On how the brain creates pain

A lot of what we think is real and obvious, in fact, is, well you could call it an illusion in a way. If I got pain in my hand the pain is not actually in the hand, the pain is my brain. My brain creates a three-dimensional model of the world and associates the nerve impulses coming from the pain receptors in my hand with pain in the hand and it create this illusion that the pain is actually in the hand itself, and it isn't. The more you look into neuroscience the more strange and confusing it becomes.

On patients watching their own surgery

I'll ask my patients, "Do you want to see your own brain?" and some of them say, "Yes," and some say, "No." If they say "Yes," I'll say, "Well, now you're going to be one of the few members of the human race who has ever actually seen their own brain." It's a strange, strange thing to experience. I've actually had an operation on the visual areas of the brain, with the patient awake, at the back of the brain. I've had some of my patients — the visual cortex looking at itself on a television screen — and you feel there should be a philosophical equivalent of acoustic feedback.
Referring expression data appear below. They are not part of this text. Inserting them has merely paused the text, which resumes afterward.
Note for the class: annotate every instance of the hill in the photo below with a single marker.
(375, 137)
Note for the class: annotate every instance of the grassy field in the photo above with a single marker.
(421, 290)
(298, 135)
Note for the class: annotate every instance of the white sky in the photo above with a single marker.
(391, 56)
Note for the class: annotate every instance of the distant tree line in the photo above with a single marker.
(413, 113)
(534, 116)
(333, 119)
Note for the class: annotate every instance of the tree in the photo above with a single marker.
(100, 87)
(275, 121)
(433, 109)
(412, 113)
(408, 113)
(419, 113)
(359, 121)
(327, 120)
On the mysteries of human consciousness

My thoughts don't feel like electric chemistry, but that is what they are. I find it quite a consoling thought that our modern scientific view of the world which has explained so much, we can't even begin to explain how consciousness, how sensation arises out of electric chemistry, but the fact of the matter is it does. ...

"If you don't have conventional religious belief, as I don't, I think in a way thinking about the mystery of one's own consciousness and the universe is a sort of compensation for that in some ways."
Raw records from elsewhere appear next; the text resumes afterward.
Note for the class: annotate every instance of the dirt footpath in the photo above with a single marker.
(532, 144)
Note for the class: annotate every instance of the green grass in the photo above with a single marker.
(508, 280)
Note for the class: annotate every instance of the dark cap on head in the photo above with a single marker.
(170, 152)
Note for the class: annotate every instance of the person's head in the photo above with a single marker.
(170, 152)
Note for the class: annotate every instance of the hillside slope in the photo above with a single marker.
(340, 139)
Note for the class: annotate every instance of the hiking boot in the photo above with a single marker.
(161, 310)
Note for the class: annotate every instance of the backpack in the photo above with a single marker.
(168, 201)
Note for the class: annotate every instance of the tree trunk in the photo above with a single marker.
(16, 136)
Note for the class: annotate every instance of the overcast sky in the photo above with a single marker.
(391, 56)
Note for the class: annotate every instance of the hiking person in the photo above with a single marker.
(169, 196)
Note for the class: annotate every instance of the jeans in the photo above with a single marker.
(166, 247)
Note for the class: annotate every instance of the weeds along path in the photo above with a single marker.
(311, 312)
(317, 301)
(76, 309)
The sense of awe and mystery, for some reason, has gotten greater as I've got older. I'm not sure why. Maybe because many of us, as we get older, we start thinking more about the fact our life is going to come to an end, and we become a bit more religious and philosophical. If you don't have conventional religious belief, as I don't, I think in a way thinking about the mystery of one's own consciousness and the universe is a sort of compensation for that in some ways.

On being open about his mistakes

The public need to understand that medicine actually is often a very uncertain process. It's not like going to a car dealer and buying a car or getting things fixed. It's very uncertain. It's very difficult, and there's a lot of talk in this country as there is in the States about duty of candor and guilt-free culture and transparency, and I thought, "Well, I'm going to write a book," (which is based on a diary I've kept all my life) "which says what it's really like with no holds back, the good things and the bad things." Again, some of my operations are great triumphs and tremendous, but they're only triumphs because they're also disasters. If all operations were easy and safe and straightforward there'd be nothing very special about them.